Juno, titolo di un film che potrebbe essere un qualunque film. Invece no, perché questo film racconta la storia di un’adolescente incinta che, invece di disfarsi del proprio bambino, decide di portare avanti la gravidanza e, rendendosi conto della sua inadeguatezza verso il compito di madre, lascia che quel bimbo venga fatto crescere da una coppia che avrebbe cercato di svolgere al meglio la propria genitorialità. Quando uscì quella pellicola cinematografica, chi, come me, stava vivendo l’avventura della cosiddetta “Lista pazza” di Giuliano Ferrara, si concesse una serata di svago per la visione del film in questione.
Per la mia esperienza, posso dire che l’argomento di non riconoscere il figlio al momento del parto perché venga fatto crescere da altri, è un argomento perdente. Le madri in difficoltà che incontro al Centro di Aiuto alla Vita Mangiagalli, davanti a una proposta del genere, hanno sempre affermato: “Se lo faccio nascere lo tengo io”. Strana, forse, questa posizione, visto che l’alternativa è di troncare la vita del figlio con l’aborto procurato. D’altra parte devo riconoscere che la categoria dell’oblatività non è così facile da prendere in considerazione.

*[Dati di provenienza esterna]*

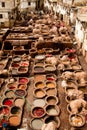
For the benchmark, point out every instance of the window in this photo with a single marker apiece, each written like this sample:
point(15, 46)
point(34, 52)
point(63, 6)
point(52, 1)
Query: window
point(1, 16)
point(3, 4)
point(29, 3)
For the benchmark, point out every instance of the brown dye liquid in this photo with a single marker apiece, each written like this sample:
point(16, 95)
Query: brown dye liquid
point(51, 92)
point(39, 78)
point(39, 69)
point(39, 85)
point(51, 101)
point(39, 93)
point(14, 120)
point(50, 85)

Questo il film. Ora la protagonista di Juno dichiara di voler dire la verità sul suo stato di donna omosessuale perché stanca di continuare a mascherarsi. Non so dire molto al proposito: una cosa il film, altra la vita. Sull’omosessualità, posso dire che mi causa una certa sofferenza, ma non solo per l’attrice, bensì in generale. Le persone omosessuali hanno sicuramente accumulato una certa fatica, a cominciare da una mancata “identificazione” con il genitore dello stesso sesso. Se questo è vero, significa che nella loro vita, qualcosa è andata storta.
Nella mia pratica di consulente familiare, dopo molti incontri con Luca, adolescente con grande sofferenza, mi sono sentita dire: “Il punto cruciale di questa mia situazione, è costituito dal fatto che io non ho voluto essere come mio padre. Lui ha fatto molto soffrire la mia mamma e io ho trascorso notti a sorvegliarli di nascosto perché non succedessero tragedie. Non voglio essere uomo”.
Luca ha vissuto un periodo di grande isolamento fino al momento in cui la sua omosessualità è stata scoperta dalla famiglia, che a suo tempo me lo “aveva consegnato” come per aggiustarlo. Conquistare il benessere per lui è stato accettarsi e farsi accettare. Io personalmente sono convinta che anche questo sia segno di un certo malessere sociale dove ciò che consideriamo “libertà” si dilata all’eccesso.
Che cosa dire, poi, delle gravidanze delle adolescenti? Non sono così numerose come si tende a credere; in genere, intendono far nascere il proprio bambino, soprattutto se aiutate. Anche la famiglia, che all’inizio è molto spaventata, si rende conto che la ragazza può continuare la sua vita, basta darle una mano.